Climate change could intensify hunger risk in developing world, UN official says

7 August 2007

Climate change could lead to potential food shortages and increase the risk of hunger in developing countries, the head of the United Nations Food and Agriculture Organization said today.

However, industrialized countries could see an increase in their crop yields, FAO Director-General Jacques Diouf said in a speech in Chennai, India.

“Crop yield potential is likely to increase at higher latitudes for global average temperature increases of up to 1 to 3°C depending on the crop, and then decrease beyond that,” he said.

“On the contrary, at lower latitudes, especially in the seasonally dry tropics, crop yield potential is likely to decline for even small global temperature rises, which would increase the risk of hunger,” Mr.

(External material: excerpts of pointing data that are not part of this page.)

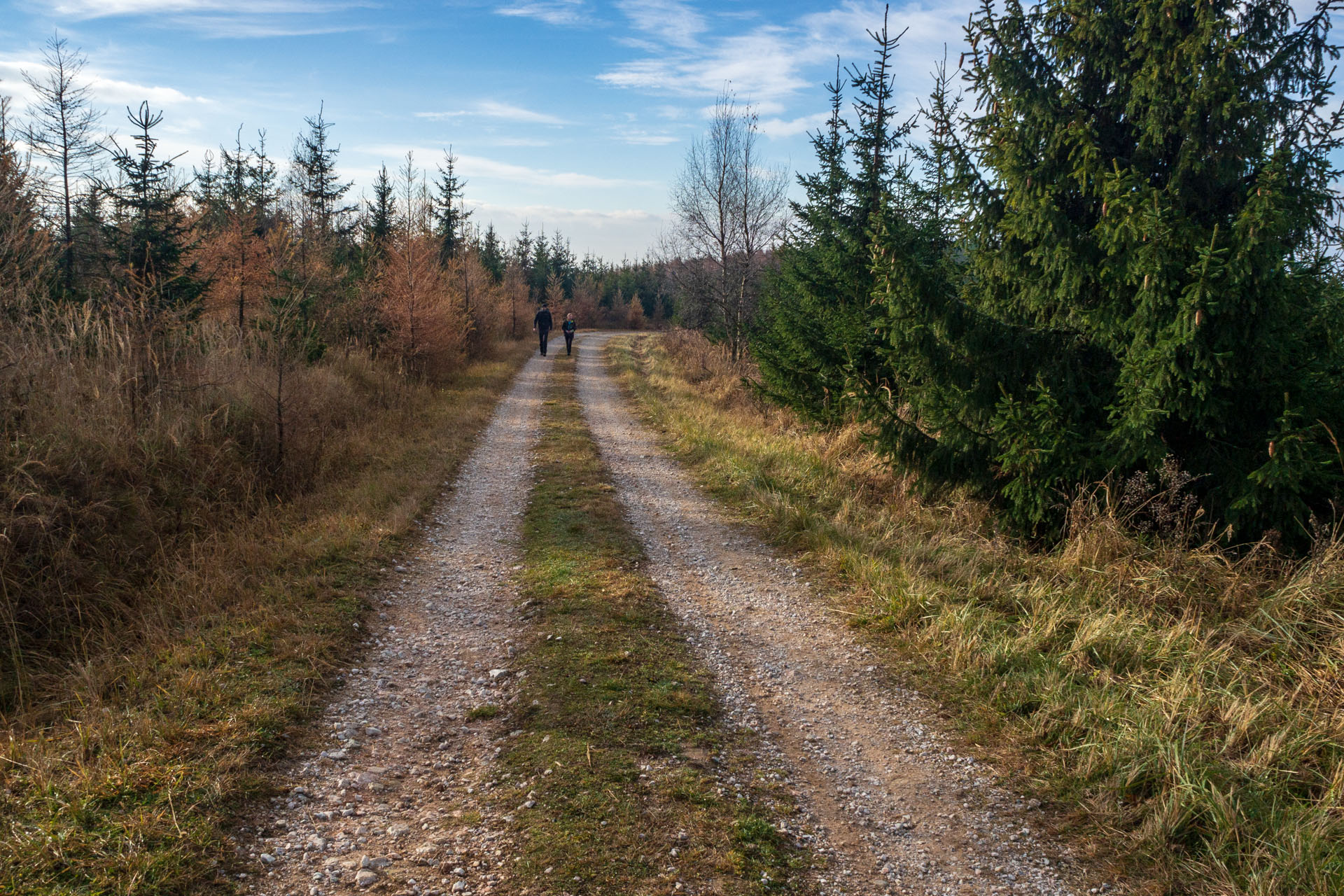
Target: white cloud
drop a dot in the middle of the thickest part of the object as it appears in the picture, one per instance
(493, 169)
(778, 128)
(644, 139)
(608, 234)
(104, 8)
(220, 18)
(556, 13)
(502, 111)
(766, 64)
(671, 20)
(112, 92)
(125, 93)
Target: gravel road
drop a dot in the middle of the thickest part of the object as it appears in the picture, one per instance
(397, 755)
(902, 812)
(386, 794)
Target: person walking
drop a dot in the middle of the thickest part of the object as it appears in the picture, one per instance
(542, 326)
(568, 328)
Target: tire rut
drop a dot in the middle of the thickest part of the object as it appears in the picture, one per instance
(902, 812)
(387, 799)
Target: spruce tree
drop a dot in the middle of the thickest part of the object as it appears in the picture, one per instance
(381, 216)
(449, 210)
(151, 237)
(1149, 198)
(800, 365)
(315, 179)
(492, 254)
(819, 343)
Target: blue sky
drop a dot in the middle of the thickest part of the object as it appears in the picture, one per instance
(570, 115)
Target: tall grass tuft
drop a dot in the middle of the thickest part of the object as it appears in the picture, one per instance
(191, 516)
(124, 445)
(1186, 696)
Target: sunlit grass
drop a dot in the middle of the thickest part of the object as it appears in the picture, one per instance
(1187, 700)
(620, 738)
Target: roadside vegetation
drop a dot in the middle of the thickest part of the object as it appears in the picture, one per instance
(202, 614)
(628, 780)
(1182, 701)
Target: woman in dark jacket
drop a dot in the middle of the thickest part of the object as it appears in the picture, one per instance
(568, 328)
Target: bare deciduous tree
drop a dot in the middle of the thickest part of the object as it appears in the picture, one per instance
(729, 210)
(23, 245)
(62, 130)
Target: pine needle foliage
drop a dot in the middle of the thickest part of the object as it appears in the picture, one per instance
(1121, 257)
(1151, 214)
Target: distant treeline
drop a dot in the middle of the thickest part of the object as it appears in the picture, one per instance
(1112, 262)
(106, 222)
(182, 352)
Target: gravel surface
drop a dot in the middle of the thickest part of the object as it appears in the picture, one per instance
(388, 797)
(901, 811)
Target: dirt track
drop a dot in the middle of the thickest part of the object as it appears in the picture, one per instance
(398, 757)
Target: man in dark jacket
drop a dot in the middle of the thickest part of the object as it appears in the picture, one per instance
(542, 326)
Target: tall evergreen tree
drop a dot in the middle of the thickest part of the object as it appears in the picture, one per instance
(151, 235)
(820, 347)
(449, 209)
(315, 179)
(492, 254)
(1149, 202)
(800, 365)
(381, 216)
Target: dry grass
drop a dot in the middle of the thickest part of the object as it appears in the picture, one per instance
(1184, 699)
(176, 590)
(617, 707)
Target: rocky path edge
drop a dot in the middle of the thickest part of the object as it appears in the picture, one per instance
(904, 812)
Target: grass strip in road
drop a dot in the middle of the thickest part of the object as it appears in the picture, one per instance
(1182, 703)
(169, 734)
(622, 777)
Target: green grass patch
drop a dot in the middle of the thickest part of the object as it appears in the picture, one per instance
(636, 780)
(1180, 704)
(134, 760)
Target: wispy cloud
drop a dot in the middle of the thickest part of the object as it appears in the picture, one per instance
(480, 167)
(671, 22)
(769, 64)
(104, 8)
(638, 137)
(780, 130)
(556, 13)
(113, 92)
(499, 111)
(222, 18)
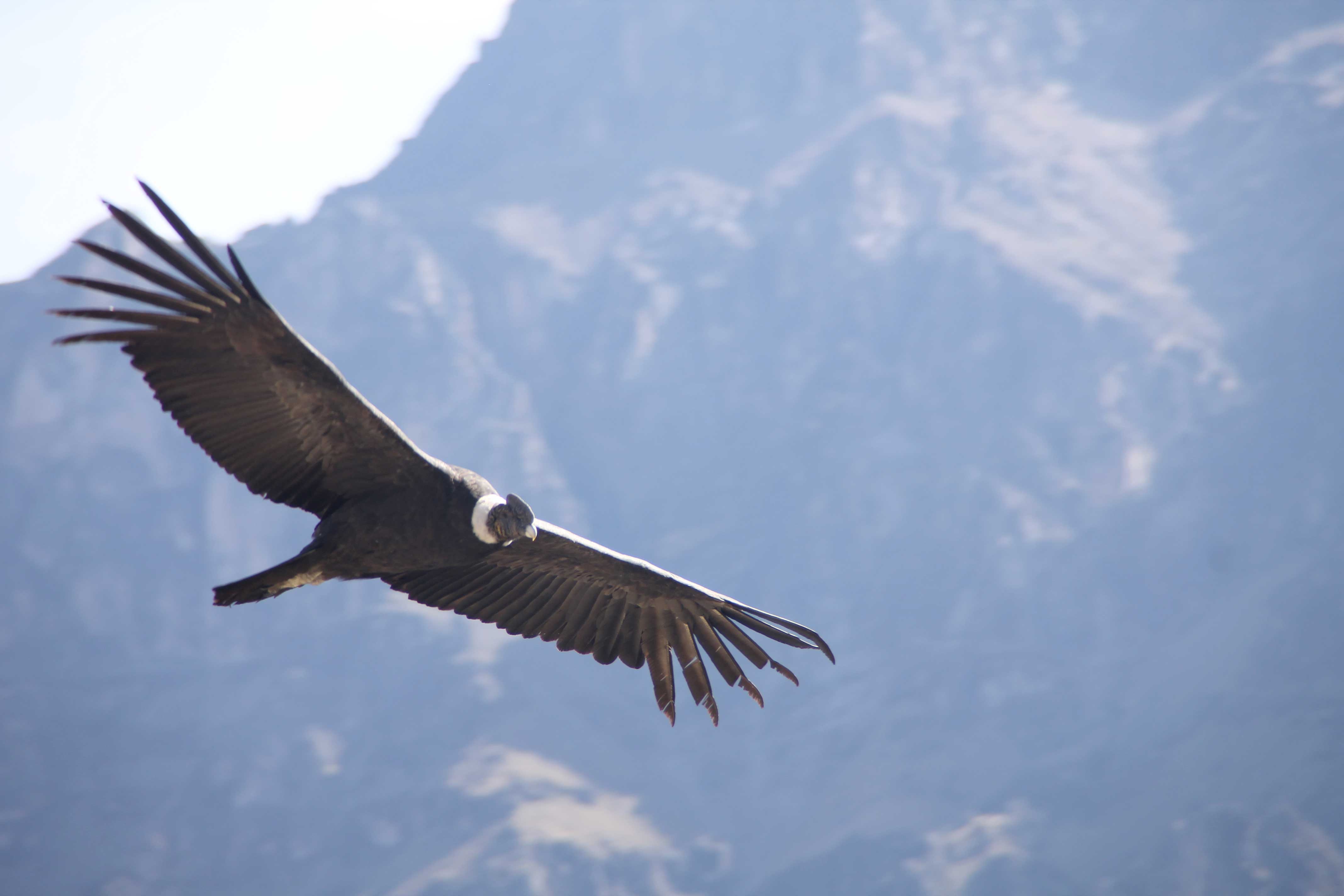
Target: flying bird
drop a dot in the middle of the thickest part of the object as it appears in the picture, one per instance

Diouf noted in his address to the M.S. Swaminathan Foundation Conference.

Also at low latitudes, more frequent droughts and floods would decrease local production. “Rain-fed agriculture in marginal areas in semi-arid and sub-humid regions is mostly at risk.”

For example, he noted that India stands to lose 125 million tons of its rain-fed cereal production, close to 20 per cent of its total production.

He stressed that advances in science and technology will be paramount in the field of agricultural production in the next three decades.

“I cannot sufficiently underline the need to also address the needs of resource poor farmers in rain-fed areas and on marginal lands,” Dr. Diouf said. “Ensuring that new biotechnologies help achieve this goal, in full awareness of biosafety, socio-economic and ethical concerns associated with the use of some of these technologies remains a challenge for the entire scientific community.”